Photo : méthanier face au terminal de Montoir, près de Saint-Nazaire (© Jean-Claude Marceteau)

« C’est une folie de PDG ! Pierre Gadonneix, qui était à l’origine du projet en 2006, puis Henri Proglio, son successeur à la tête d’EDF depuis 2009, se sont engagés à construire un terminal méthanier qui ne sert à rien. Il permettra uniquement à EDF de faire du business au niveau européen sur le dos des contribuables français qui vont supporter une grande partie de l’investissement. » Laurent Langlard, porte-parole de la Fédération nationale des mines et de l’énergie de la CGT (FNME-CGT) est très remonté contre le projet du futur terminal méthanier de Dunkerque. Son coût : 1,5 milliard d’euros, selon EDF. « Le gaz arrivera dans ce terminal, via des méthaniers de 350 m de long – les plus grands au monde. Il ne sera pas destiné à la France puisqu’il ne sera pas odorisé, contrairement à ce qu’exige la loi française sur le transport du gaz (l’odorisation du gaz permet de détecter d’éventuelles fuites grâce à l’odeur, ndlr). Il sera donc vendu dans tout le reste de l’Europe, et notamment en Belgique, dans le but unique de faire fonctionner le marché », explique le responsable syndical.

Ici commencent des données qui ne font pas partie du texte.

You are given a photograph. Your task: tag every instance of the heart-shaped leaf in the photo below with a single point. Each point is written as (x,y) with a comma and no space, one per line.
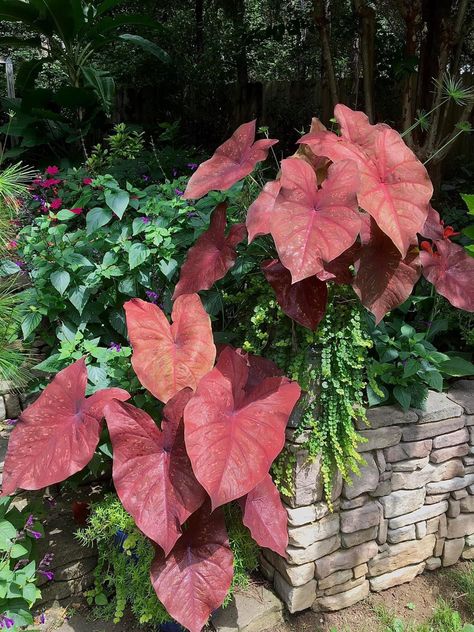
(231,162)
(194,579)
(57,435)
(212,255)
(168,358)
(311,225)
(232,437)
(305,301)
(151,470)
(265,516)
(395,188)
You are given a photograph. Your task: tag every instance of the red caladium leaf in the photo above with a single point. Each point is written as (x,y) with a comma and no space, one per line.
(311,225)
(151,470)
(232,437)
(384,280)
(212,255)
(168,358)
(195,578)
(259,212)
(265,516)
(451,270)
(395,188)
(231,162)
(57,435)
(305,301)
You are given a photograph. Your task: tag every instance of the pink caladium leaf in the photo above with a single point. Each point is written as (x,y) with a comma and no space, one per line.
(259,212)
(231,162)
(168,358)
(194,579)
(451,270)
(151,470)
(383,279)
(232,437)
(311,225)
(305,301)
(57,435)
(265,516)
(212,255)
(395,188)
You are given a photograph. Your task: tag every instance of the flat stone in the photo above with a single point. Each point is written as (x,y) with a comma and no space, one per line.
(366,482)
(295,599)
(444,454)
(410,465)
(453,438)
(452,551)
(362,518)
(343,600)
(450,485)
(463,394)
(252,610)
(358,537)
(438,406)
(401,555)
(380,438)
(411,450)
(432,563)
(397,577)
(313,552)
(394,536)
(402,501)
(461,526)
(389,416)
(345,558)
(424,513)
(339,577)
(418,432)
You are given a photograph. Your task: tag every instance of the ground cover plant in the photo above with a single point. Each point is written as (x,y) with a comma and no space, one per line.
(350,209)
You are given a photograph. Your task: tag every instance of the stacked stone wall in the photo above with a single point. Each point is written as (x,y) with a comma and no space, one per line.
(410,511)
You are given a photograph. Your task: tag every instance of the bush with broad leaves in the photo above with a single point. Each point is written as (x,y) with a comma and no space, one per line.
(346,209)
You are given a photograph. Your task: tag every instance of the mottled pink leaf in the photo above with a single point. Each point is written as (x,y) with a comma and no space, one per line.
(151,470)
(232,437)
(212,255)
(304,301)
(451,270)
(57,435)
(231,162)
(265,516)
(395,188)
(383,279)
(311,225)
(168,358)
(194,579)
(259,212)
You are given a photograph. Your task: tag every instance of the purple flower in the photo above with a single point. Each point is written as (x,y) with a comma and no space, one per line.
(153,296)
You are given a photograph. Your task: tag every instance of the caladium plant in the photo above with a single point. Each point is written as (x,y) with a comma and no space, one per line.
(221,429)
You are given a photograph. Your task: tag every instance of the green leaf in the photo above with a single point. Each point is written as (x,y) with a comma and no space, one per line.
(138,253)
(457,367)
(117,201)
(96,218)
(60,280)
(31,322)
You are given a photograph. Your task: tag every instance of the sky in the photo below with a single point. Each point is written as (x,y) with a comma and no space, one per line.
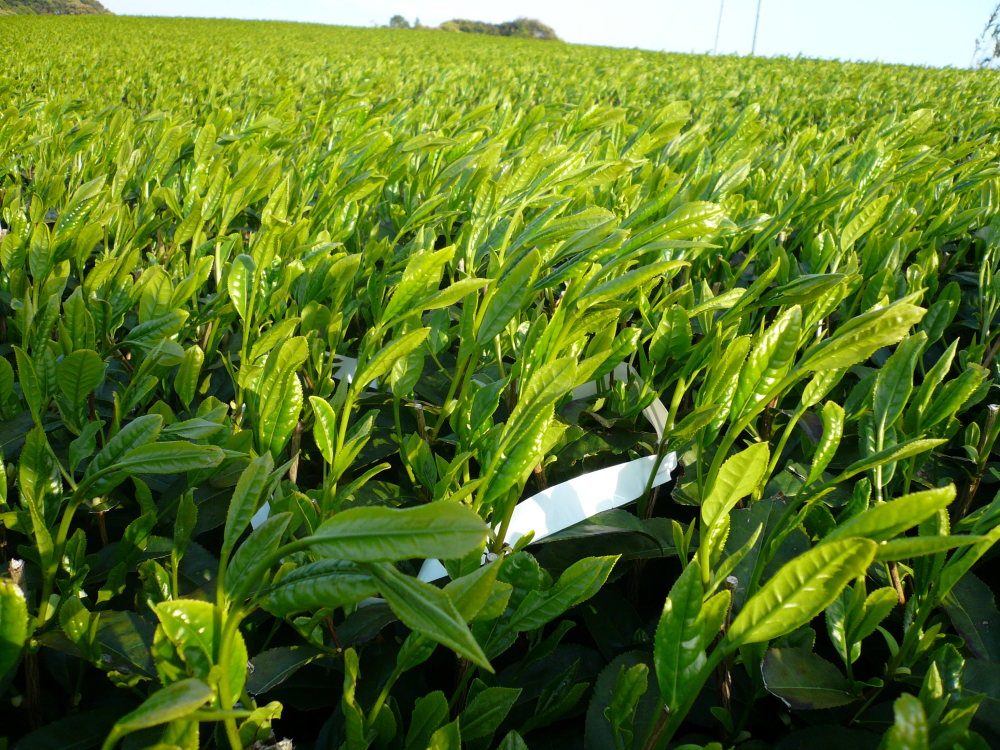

La construction du futur terminal sur 50 hectares du grand port maritime de Dunkerque a été annoncée en grande pompe par Nicolas Sarkozy le 3 mai, lors de sa visite à la centrale nucléaire voisine de Gravelines. Selon EDF, il augmentera d’environ 20% les capacités d’importation du gaz naturel sur le territoire national, . Ce projet permettra au groupe français de diversifier ses approvisionnements pour alimenter ses centrales électriques actuelles et futures. EDF a l’intention d’ouvrir, d’ici à 2012, trois centrales à cycle combiné gaz (CCG) [1] de 1.360 MW en France et une autre centrale CCG de 1.300 MW au Royaume-Uni.

Un chantier pharaonique

Le montage du projet a été laborieux. Son financement est finalement bouclé en juin 2011. EDF, qui « se réserve la possibilité d’accueillir ultérieurement d’autres partenaires financiers ou commerciaux », sera actionnaire à 65% de la société en charge de l’installation industrielle, Dunkerque-LNG, aux côtés du gestionnaire du réseau belge de transport de gaz Fluxys (25%) et du pétrolier Total (10%). « À l’heure où EDF doit investir massivement dans la sûreté de ses réacteurs nucléaires – près de 400 millions d’euros par centrale –, il a sûrement mieux à faire de son argent…  », commente Laurent Langlard.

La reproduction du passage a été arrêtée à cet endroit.